The Full Folking Low Down on Bella…

It’s been five years since Bella Hardy found herself nominated in the Best Original Song category at the BBC Radio 2 Folk Awards for ‘Three Black Feathers’ – the first song she ever wrote. In 2012 she won that same award for her powerful and moving account of life as a 19th century Stornoway Herring Girl – taken from her third album, Songs Lost And Stolen which earned rave reviews, including four stars from The Guardian, while The Independent called the entirely self-composed collection: “beautifully crafted and conceived with poetic flair.” In those few short years, Bella has become one of the most creative, prolific and original voices on the flourishing UK folk scene.

Growing up in Edale in the Peak District, with a family who sang in the local choir, book loving Bella was drawn to the tales contained in old ballads. But her path to a career in traditional music began with visits to folk festivals, joining a school ceilidh band, and attending the Folkworks summer school in Durham where, aged 13, she joined the sprawling, teenage ensemble The Pack with whom she performed for 10 years – appearing on the main stages of such institutions as Sidmouth, Warwick and Cambridge festivals.
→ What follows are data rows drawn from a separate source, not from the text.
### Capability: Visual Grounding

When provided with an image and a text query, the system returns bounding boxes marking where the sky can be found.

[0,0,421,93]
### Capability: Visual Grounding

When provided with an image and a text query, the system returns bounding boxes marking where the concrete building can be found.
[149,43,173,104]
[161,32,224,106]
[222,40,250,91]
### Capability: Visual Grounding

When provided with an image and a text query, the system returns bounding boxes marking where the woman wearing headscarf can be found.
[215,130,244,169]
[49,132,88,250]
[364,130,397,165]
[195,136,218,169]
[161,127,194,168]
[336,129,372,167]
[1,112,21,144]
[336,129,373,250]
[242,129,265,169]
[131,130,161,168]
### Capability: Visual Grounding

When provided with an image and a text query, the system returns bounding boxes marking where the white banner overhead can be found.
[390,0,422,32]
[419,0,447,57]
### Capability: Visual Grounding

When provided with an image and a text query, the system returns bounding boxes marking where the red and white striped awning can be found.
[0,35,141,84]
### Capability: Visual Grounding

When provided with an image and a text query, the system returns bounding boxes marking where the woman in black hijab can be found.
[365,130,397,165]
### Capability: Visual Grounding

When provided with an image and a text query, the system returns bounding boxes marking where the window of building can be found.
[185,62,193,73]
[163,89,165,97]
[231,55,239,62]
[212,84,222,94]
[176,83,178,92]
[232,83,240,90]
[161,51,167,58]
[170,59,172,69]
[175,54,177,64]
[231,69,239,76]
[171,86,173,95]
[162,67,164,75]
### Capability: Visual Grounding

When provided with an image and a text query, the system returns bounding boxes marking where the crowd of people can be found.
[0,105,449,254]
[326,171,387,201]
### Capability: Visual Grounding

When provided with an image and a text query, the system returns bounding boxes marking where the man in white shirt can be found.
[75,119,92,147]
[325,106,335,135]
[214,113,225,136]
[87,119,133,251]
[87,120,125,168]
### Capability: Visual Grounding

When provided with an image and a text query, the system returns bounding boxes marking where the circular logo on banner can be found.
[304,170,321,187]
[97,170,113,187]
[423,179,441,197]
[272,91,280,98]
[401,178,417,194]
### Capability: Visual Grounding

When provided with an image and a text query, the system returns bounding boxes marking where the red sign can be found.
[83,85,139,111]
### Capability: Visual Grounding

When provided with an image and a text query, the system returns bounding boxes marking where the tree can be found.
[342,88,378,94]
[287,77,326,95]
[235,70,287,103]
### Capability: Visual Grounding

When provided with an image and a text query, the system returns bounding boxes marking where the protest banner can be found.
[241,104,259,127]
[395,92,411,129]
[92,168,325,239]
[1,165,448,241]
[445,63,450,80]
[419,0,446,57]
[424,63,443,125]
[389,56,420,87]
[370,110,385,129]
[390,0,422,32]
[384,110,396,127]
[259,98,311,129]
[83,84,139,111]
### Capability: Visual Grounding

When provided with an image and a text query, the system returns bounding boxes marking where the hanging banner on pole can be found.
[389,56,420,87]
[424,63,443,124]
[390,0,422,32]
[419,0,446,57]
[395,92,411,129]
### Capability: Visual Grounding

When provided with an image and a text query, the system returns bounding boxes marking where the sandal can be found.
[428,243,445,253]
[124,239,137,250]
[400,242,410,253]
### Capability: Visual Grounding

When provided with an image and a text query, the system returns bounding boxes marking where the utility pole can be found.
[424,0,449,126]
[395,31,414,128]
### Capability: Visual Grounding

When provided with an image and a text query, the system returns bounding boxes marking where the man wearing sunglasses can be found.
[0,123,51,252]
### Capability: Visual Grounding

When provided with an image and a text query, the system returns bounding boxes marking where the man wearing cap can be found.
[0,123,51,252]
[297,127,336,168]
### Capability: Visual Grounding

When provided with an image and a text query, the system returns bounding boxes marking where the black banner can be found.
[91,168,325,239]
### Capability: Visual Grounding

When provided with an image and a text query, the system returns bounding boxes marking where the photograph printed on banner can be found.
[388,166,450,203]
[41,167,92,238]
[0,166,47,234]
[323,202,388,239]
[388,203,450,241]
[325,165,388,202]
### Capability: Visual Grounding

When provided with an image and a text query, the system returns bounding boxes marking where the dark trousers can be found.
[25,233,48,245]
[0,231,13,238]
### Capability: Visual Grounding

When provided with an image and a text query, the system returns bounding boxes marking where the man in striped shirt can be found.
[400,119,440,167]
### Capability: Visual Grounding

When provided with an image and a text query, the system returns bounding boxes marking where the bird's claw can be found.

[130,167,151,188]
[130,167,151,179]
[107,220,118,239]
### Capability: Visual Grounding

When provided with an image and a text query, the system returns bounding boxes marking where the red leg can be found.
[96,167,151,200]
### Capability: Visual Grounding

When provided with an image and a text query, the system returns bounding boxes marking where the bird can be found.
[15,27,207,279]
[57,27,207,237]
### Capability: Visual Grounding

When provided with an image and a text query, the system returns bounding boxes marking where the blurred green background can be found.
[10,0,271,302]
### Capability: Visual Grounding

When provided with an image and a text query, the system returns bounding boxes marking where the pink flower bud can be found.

In 2004 she entered the BBC Young Folk Award and reached the finals – for which she taught herself to fiddle-sing.

In 2007 Bella added to her BA in English Literature with a Masters degree in Music from Newcastle University; emerging from her studies with the traditional and original songs that formed her impressive debut album Night Visiting  (including material sourced from Edale’s neighbouring valley Castleton).

Accompanied by former Last Night’s Fun box player Chris Sherburn, Bella trod the folk club and festivals circuit, all the while embarking on projects as diverse as they were daunting in scale and ambition. Be that singing the Scottish ballad ‘Annie Laurie’ on Radio 2’s Titanic: Minute by Minute programme (the song was said to have been heard on the SS Californian as it sailed by the doomed ship) or performing unaccompanied in the centre of a sold-out Royal Albert Hall during The Proms. More recently she co-wrote with former Beautiful South guitarist David Rotheray, for his concept album The Life of Birds, and composed the music for Radio 4’s The People’s Post – a documentary on the history of the Post Office.

Bella’s second album, In The Shadow Of The Mountains saw her writing songs of modern social history (in particular the 2007 foot-and-mouth outbreak that devastated farming communities) and retellings of familiar folk tales in urban domestic settings (the highway-woman ‘Sovay’ became a disconsolate housewife.) English Dance and Song magazine described it as: “lyrical portraiture that brings to mind no less than Lennon and McCartney.”

A period of Prince-like prolificacy followed the release of 2011’s award-winning Songs Lost And Stolen, beginning with an album inspired by and adapted from The Ballads and Songs of Derbyshire, published in 1867. The Dark Peak And The White, produced by Lau’s Kris Drever, confirmed her place as one of modern folk’s finest singers, with MOJO magazine writing “lovingly presented, her singing is glorious”, while The Guardian called her vocal performance on the record “as fine, cool and no-nonsense as ever”.

In that same year Bella recorded and released another album: Bright Morning Star. Intended simply as a souvenir of her seasonal tour, the record – which combined yuletide standards with traditional carols (and even found room for Shakin’ Stevens and a Barenaked Ladies number) – received a four star review from The Times who called the Christmas collection “a quiet, unassuming treasure trove.”

2012 also saw the fruition of a long-held plan to record an album with Brit folk trailblazer Eliza Carthy and friends Lucy Farrell and Kate Young. Initially just an idea in Northumbrian piping pioneer Kathryn Tickell’s head (according to Eliza she’d failed to notice they were all female singers and fiddle players), Carthy, Hardy, Farrell & Young released their debut album Laylam at the start of 2013.